A passenger ferry between Windsor and Detroit appears to be in rough waters as U.S. customs officials say it’s “extremely unlikely” to happen in September.

Earlier this month first told you about a pedestrian ferry pilot project that’s in the works, spearheaded by a group in Detroit.

Organizers of the Open Streets Festivals in both Windsor and Detroit this September were hoping to have the service operational. However, U.S. Customs and Border Protection said in an email a formal business case has not yet been presented.

“It would be extremely unlikely at this point in the year,” the statement read.

Completing an “adequate facility” and business case also hasn’t gone through the CBP.
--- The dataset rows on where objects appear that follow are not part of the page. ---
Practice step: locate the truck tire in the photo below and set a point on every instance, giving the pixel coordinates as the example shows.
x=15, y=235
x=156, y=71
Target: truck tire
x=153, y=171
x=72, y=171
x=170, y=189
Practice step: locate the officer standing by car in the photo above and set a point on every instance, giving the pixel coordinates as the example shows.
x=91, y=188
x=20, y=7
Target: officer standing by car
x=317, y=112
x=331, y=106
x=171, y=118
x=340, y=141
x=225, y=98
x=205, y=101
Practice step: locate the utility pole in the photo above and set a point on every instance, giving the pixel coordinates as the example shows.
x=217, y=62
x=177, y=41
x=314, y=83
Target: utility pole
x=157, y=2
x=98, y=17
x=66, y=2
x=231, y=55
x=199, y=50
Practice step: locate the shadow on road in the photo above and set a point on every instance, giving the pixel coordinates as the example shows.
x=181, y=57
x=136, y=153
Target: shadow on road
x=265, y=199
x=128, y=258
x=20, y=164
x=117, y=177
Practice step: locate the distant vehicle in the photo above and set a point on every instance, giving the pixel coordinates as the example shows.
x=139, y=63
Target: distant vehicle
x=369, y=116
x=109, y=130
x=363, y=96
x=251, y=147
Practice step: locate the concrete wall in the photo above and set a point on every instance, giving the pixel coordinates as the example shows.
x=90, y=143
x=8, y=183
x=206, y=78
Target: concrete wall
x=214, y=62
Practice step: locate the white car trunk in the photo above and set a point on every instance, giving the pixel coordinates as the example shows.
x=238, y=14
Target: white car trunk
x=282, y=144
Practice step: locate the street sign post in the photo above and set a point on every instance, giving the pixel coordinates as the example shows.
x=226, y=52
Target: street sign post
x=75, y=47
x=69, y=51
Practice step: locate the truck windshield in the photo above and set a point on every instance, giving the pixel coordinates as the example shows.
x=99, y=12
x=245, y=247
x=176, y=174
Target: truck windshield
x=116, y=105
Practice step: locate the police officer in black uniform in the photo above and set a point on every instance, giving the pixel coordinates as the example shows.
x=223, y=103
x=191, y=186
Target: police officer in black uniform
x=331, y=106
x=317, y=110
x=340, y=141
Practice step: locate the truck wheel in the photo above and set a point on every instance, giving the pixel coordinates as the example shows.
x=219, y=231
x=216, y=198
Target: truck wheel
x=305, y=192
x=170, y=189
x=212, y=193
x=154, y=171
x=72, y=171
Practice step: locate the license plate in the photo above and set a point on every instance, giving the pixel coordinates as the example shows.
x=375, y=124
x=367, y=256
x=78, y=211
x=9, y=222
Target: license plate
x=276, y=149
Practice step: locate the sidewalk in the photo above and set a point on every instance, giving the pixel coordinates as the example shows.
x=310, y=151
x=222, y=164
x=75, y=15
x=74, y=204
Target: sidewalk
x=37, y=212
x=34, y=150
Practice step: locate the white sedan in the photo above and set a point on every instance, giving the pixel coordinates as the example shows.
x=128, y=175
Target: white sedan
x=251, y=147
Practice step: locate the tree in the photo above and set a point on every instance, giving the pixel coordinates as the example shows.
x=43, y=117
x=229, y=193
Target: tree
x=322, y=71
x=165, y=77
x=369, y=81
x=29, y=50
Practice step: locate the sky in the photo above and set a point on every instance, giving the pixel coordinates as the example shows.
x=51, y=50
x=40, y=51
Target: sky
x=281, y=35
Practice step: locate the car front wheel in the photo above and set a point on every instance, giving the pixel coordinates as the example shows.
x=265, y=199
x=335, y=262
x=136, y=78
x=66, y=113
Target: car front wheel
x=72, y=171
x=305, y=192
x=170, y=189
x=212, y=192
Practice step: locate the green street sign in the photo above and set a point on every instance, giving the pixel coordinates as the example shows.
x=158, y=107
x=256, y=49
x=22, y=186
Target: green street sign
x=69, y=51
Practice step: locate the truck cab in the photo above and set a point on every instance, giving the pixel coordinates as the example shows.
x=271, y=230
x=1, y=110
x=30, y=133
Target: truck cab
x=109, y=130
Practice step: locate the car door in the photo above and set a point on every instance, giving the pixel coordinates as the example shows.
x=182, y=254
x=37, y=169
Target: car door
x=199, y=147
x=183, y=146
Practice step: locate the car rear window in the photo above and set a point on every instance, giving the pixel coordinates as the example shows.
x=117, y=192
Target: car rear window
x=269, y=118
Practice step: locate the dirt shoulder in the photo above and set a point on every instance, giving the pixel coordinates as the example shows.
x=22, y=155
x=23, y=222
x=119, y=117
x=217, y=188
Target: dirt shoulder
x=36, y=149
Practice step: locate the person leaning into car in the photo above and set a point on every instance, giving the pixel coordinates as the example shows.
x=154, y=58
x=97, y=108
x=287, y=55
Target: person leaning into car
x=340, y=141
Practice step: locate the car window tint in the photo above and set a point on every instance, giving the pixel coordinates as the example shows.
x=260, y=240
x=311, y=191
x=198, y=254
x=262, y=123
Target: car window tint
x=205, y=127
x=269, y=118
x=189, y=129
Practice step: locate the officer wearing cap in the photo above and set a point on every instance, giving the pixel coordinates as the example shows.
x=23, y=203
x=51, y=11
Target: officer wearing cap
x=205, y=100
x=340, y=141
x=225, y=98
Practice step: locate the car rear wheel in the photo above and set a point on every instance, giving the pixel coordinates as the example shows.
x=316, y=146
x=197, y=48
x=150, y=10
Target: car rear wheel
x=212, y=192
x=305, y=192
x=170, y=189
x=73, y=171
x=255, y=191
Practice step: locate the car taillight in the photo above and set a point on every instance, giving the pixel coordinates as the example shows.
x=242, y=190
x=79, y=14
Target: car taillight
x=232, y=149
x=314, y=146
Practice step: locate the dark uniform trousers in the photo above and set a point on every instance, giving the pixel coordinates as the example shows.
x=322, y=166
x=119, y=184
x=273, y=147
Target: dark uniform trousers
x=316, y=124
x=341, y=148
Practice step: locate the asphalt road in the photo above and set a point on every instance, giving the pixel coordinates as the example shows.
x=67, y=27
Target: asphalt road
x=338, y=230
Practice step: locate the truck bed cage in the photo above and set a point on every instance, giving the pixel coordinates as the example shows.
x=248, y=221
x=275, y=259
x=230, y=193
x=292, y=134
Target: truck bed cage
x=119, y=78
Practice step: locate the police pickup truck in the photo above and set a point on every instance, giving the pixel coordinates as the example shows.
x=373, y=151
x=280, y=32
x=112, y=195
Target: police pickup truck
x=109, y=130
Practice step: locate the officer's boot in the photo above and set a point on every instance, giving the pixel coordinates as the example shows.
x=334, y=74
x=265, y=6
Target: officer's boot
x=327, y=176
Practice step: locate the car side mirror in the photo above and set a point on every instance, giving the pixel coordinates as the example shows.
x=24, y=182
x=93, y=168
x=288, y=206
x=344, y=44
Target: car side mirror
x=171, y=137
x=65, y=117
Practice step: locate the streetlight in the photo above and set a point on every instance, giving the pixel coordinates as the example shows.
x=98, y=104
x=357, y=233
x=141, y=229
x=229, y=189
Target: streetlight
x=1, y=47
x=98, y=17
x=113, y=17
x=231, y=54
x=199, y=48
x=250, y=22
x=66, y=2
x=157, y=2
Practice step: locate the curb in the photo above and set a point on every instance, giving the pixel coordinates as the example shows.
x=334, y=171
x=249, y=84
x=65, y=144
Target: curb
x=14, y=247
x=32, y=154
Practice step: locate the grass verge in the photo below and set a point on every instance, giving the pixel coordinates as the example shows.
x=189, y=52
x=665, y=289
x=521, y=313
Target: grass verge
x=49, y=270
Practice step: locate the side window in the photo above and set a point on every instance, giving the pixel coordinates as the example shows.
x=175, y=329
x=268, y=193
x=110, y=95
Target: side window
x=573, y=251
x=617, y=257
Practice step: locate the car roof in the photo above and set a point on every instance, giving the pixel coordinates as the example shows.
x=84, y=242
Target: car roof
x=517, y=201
For the last five years Windsor West MP Brian Masse says he’s been pushing for a ferry on the Detroit River.

“We just need to work out for the future logistics related to customs officials, which I’ve had a union vice-president in town in the past to look at the facilities on the Detroit side,” says Masse. “I believe co-customs can facilitate there.”

U.S. customs says there is no current agreement that would allow Canadian border officers to process passengers in the U.S.

Some have suggested the Detroit Port Authority building be used as the designated spot for visitors to be cleared. But the CBP remains firm that “there is not a completed building on the U.S. side.”

The Canada Border Services Agency also says it has not received any formal application for a new ferry service.

An appropriate facility to question, detain and process the public is something the CBSA requires before it can proceed. It’s also the operator’s responsibility to front the fees where a CBSA service didn’t previously exist.

Todd Scott with the Detroit Greenways Coalition has said a budget is being developed with the Detroit Port Authority for a new ferry service. He admits it will be a challenge to get everything approved in less than two months.

This potential new connection across the river attracts tourists, creates jobs and better connects two communities, Masse says.

“Especially with the cycling industry that’s really developing and the culture of Detroit. Soon we’ll have a brand new hockey arena down in Detroit,” says Masse. “I think it’s time we started experiencing those elements through a passenger ferry and also on the Canadian side with gaming, access to Erie St. and downtown Windsor.”